The ship can't be used anymore because after the spill, the federal government passed the Oil Pollution Act of 1990, which requires oil tankers to be double-hulled (although many still aren't around the world).
Maryland-based Global Marketing Systems Inc. bought the ship for $16 million, after changing owners several times since the 1989 accident. Global Marketing is the world's biggest cash buyer of ships for demolition, reports Bloomberg.
The spill, the biggest in the US before the BP spill, dumped 11 million gallons of oil into Alaska's 700 mile, pristine Prince William Sound.
All these years later, it's still easy to find all by scratching the beach. Several species of water birds and ducks, the harbor seal and pacific herring have yet to fully recover.
And Exxon Mobil is still fighting litigation. It spent $3.86 billion over three years for clean up, and in 2009 it agreed to pay $470 million in interest on a $507.5 million judgment won by local victims, including fishermen and small businesses, in addition to a $900 million civil settlement, reports Bloomberg. Last month, a judge ruled that U.S. and Alaskan governments could pursue further damage claims.

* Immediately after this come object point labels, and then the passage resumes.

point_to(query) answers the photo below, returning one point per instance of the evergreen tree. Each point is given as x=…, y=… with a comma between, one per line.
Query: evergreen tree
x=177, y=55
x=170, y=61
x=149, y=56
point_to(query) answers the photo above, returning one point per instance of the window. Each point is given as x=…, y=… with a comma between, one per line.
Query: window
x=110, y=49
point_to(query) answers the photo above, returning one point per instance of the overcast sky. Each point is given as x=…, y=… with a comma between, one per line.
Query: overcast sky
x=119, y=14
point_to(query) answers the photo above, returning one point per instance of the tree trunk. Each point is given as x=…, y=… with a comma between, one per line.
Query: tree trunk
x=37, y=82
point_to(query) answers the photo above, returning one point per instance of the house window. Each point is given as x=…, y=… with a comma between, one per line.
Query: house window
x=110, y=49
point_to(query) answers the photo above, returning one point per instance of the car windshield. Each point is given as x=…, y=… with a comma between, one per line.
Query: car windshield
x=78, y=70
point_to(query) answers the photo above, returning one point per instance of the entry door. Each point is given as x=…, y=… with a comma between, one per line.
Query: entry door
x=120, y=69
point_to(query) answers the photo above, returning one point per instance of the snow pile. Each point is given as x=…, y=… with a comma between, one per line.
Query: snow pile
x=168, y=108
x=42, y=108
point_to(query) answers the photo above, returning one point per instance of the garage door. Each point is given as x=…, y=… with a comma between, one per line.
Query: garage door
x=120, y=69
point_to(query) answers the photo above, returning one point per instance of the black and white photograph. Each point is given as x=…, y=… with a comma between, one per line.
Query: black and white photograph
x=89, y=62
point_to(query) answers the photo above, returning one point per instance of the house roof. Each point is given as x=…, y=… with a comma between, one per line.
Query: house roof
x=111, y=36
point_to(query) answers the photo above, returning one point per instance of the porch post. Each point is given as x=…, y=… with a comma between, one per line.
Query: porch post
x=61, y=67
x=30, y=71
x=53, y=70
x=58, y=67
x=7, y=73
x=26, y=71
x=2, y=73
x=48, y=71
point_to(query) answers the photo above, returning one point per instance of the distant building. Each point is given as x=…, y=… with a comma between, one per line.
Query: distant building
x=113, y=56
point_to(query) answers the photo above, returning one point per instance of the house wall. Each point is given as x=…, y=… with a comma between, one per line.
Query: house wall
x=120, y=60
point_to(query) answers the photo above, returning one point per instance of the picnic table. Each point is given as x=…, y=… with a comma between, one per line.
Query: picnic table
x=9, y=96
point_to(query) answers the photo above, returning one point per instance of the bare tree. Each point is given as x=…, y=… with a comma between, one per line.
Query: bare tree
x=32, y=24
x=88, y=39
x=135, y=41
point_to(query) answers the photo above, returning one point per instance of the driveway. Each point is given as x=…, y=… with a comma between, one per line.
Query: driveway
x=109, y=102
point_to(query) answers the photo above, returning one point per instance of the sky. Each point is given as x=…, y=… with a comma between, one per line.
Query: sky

In 2008, the Supreme Court ruled that Exxon didn't have to pay $2.5 billion to fishermen and others whose livelihoods were permanently damaged by the spill.
Many of the victims died since filing their claims - it's easy for Exxon to just wait.
And Where Are We Today?
A new poll shows that American support for expanded offshore drilling is back to where it was before the BP oil spill.
65% of Americans want more offshore drilling, according to a Pew Research Center poll. Support dropped to 44% after the spill.
Why? Because of rising gas prices.
52% says renewable energy should be the top priority, down from 63% last year, and 39% says fossil fuels should come first (coal, natural gas, oil), up from 29% last year.
Republicans apparently have done a good job convincing the American public that drilling more can lower gas prices. But, those are not the facts.
As I'm sure you've heard, the US is drilling more than in the past decade and also producing so much natural gas that there's a glut - but we still have rising oil prices because worldwide, oil consumption is high, not to mention the trading that pushes up prices.
With only 2% of the world's oil reserves, no matter how much we drill, it wouldn't affect oil prices.